Re: more questions Roxicodone 30mg or dilaudid (hydromorphone)
I've used both and althouigh Dialaudid would be med of choice for post op pain when delivered IV through a PCA, I wasn't at all impressed with it orally. There are some other meds like this too, that loose a great deal of their potency when you change the delivery method. Oxymorphone is 10 times more potent than morphine when delivered IV but when delivered orally it's only 3 times more potent. Some of the meds ae just poorly metabolized and loose a great deal of their bio abvailabilty for various reasons.
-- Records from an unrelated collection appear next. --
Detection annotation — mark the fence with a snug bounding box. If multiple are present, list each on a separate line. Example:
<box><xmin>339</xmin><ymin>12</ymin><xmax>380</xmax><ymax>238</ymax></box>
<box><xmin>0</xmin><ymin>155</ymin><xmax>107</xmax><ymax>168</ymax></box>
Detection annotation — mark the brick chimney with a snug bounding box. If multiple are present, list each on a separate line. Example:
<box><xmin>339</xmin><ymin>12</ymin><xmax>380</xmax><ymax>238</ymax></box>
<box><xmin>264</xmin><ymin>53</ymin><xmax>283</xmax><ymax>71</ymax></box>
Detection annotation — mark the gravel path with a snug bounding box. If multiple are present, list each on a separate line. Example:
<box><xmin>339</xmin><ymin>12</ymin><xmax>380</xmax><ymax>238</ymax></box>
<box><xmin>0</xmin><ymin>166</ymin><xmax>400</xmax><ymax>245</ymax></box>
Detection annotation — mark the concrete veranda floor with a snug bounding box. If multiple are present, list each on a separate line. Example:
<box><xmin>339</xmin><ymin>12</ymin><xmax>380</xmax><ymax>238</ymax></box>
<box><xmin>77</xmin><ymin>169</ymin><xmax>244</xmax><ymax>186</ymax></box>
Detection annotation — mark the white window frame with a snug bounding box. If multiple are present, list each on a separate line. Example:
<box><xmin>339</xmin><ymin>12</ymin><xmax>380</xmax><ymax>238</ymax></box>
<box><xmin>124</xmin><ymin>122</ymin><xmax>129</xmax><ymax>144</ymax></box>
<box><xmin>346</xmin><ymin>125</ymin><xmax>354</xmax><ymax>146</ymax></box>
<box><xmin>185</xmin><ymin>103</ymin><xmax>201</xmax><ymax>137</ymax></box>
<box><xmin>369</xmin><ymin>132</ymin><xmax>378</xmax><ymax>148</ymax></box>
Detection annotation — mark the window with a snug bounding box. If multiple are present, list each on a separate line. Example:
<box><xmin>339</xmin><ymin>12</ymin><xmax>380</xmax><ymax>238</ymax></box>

I actualy turned 2 weeks worth of dilaudid back into my doc to in order to switch back to oxy rather than wait two more weeks with poor pain relief. The 15 bucks it cost was nothig compared to having to do another two weeks on oral didlaudid. As far as pain relief, I don't know what you're shooting for, but complete relief is rarely possible once you reach the point of actualy needing these meds. I have a pump know after 3 failed fusions and a pump that relieves 50% of the pain is considered a success, coming to terms with that takes a little more time than a doc telling you it's functioning the way it's suposed to. Just because a larger dose is always available it doesn't mean it's the best thing for you. It's a trade, If I wanted to be sedated, have no motivation, pee through a cath and give up sex at 40, They could crank that sucker up and leave me in a coma, But that's not living either and I haven't seem them change the sign from pain management to pain obliteration. Doubling a dose over night isn't safe by any standard I have read. Unfortunately they don't make something in between 15 and 30. Ideally you doc would say get a pill splitter and try 1 and 1/2 before doubling your dose. If it works, why skip over it and take more meds and deal with more side effects than you have too. There is also a noticable difference between Mallinkrodts generic Roxicodonde and any other generic I have used. Mallinkrodts version sucks along with their versions of many of meds.
I use the 30's but split those all the time. If I don't feel like I need 30 mgs or have to be alert and function I can always take the other half an hour later if a half isn't working. BTW, Methadone would be even cheaper and makes more sense from a PM standpoint than trying to manage long term pain with short acting meds.